The twelfth of July, like Neruda, wouldn’t
you also need to see IL POSTINO to start

another year off on high, given you’ll never
make it up Machu Picchu on your broken hip?
Come winter, however, can get to a park like
Stefan George’s, my other birthday buddy,

whose poems I defended liking more than Rilke’s
in that life-changing seminar up in Bascom Hall,

highest elevation in Madison, in front of which
Abe Lincoln sits on a massive throne-like chair,

who shouldn’t be in this because he wasn’t born
when we were, but into whose lap I climbed after

taking some whacks from the Rilkean gang, urged
on by Professor H…  Thank The One Above Melitta

Gerhard came along, who’d escaped the Nazis &
after retiring from an illustrious scholarly career

settled in Cambridge, where she befriended a few
of us underlings in the German Department, lit

a candle before George’s picture on her mantle,
and swore us into THE SG SOCIETY. If my mother

were alive, she’d have made SG patches for our
parkas, and off we’d have trudged into the snow,

crooning “Come to the park said to be dead…”
Bernd Heinrich would understand, whose winter

“tales” are a match for “The Winter’s Tale,” in which
I’d have cast Danny Kaye as the clown, but stopped

directing after putting on “Wozzeck” with students
at Oberlin in my salad days, “when I was green in

judgment, cold in blood.” Remember poor Wozzeck
baying, “The moon’s a bloody iron,” before he kills

Marie?
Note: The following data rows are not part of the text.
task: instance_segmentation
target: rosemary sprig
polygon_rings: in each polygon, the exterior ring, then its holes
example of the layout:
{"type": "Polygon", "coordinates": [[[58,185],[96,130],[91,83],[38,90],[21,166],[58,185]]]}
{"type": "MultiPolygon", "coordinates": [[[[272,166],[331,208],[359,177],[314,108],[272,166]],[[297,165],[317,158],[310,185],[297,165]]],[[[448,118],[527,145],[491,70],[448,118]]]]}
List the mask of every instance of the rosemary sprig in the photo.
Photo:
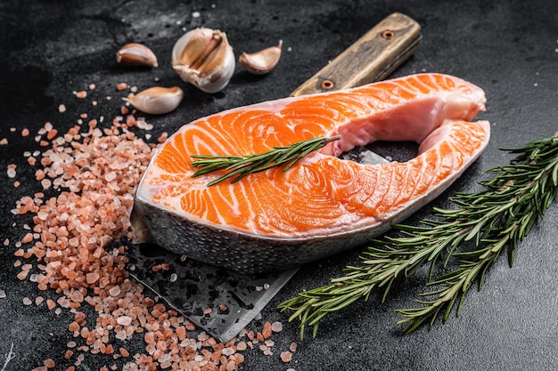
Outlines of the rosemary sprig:
{"type": "Polygon", "coordinates": [[[558,138],[534,141],[522,148],[502,149],[516,154],[507,166],[489,169],[495,176],[480,181],[484,190],[457,193],[450,200],[456,208],[433,208],[434,218],[423,220],[422,226],[394,226],[396,237],[373,240],[382,247],[369,246],[360,256],[360,265],[348,266],[344,277],[332,278],[327,286],[300,293],[282,302],[282,311],[293,311],[290,320],[300,321],[300,336],[305,326],[317,334],[320,319],[328,313],[349,305],[359,298],[367,300],[377,289],[383,290],[385,301],[398,278],[406,278],[430,263],[428,286],[439,288],[417,300],[421,307],[398,310],[412,332],[422,324],[435,322],[443,312],[447,320],[455,303],[459,315],[465,294],[478,281],[479,289],[487,270],[506,247],[510,266],[519,241],[529,234],[539,217],[555,199],[558,189],[558,138]],[[469,251],[458,251],[470,246],[469,251]],[[457,267],[433,278],[435,269],[447,269],[450,258],[457,267]]]}
{"type": "Polygon", "coordinates": [[[327,143],[341,139],[341,135],[330,138],[316,137],[291,144],[286,147],[274,147],[273,149],[256,155],[231,156],[231,155],[191,155],[193,158],[200,158],[192,161],[194,167],[200,167],[192,177],[204,175],[206,173],[226,170],[229,173],[209,181],[208,187],[236,176],[231,182],[234,183],[252,173],[259,173],[275,166],[284,165],[283,171],[287,171],[300,158],[314,152],[327,143]]]}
Spent the longest time working with the army
actor-doc, examining Wozzeck, whose pulse he found

“small, hard, hopping.” My pulse is hopping now, as I
sit on my 86th milestone, because I’m looking up at

clouds trying to give me a nephology lesson but all
I get is a headache without the giddiness it used to

leave behind. The headache’s because who can get
over Massimo Troisi finding ways to finish Il Postino

knowing he was dying. I try to warn him every time
I watch the film; and somehow hope, as I always do,

that next time Othello will not strangle Desdemona,
nor the postman’s coming son will not be fatherless.

 

 

 

 

Stuart Friebert’s DECANTING: Selected & New Poems recently appeared from Lost Horse Press, which has also published two volumes of his Kuno Raeber translations. A second memoir and stories appeared recently as well, FIRST & LAST WORDS from Pinyon Press, which will shortly publish BETWEEN QUESTION & ANSWER: Selected Poems of Elisabeth Schmeidel. “Found in translation,” an essay on SF’s ways with many a translation, has just appeared in the Antioch Review. Stuart has published 15 books of poems (including volumes in German), sixteen volumes of translations, anthologies and more recently prose (stories, memoir pieces, and critical essays).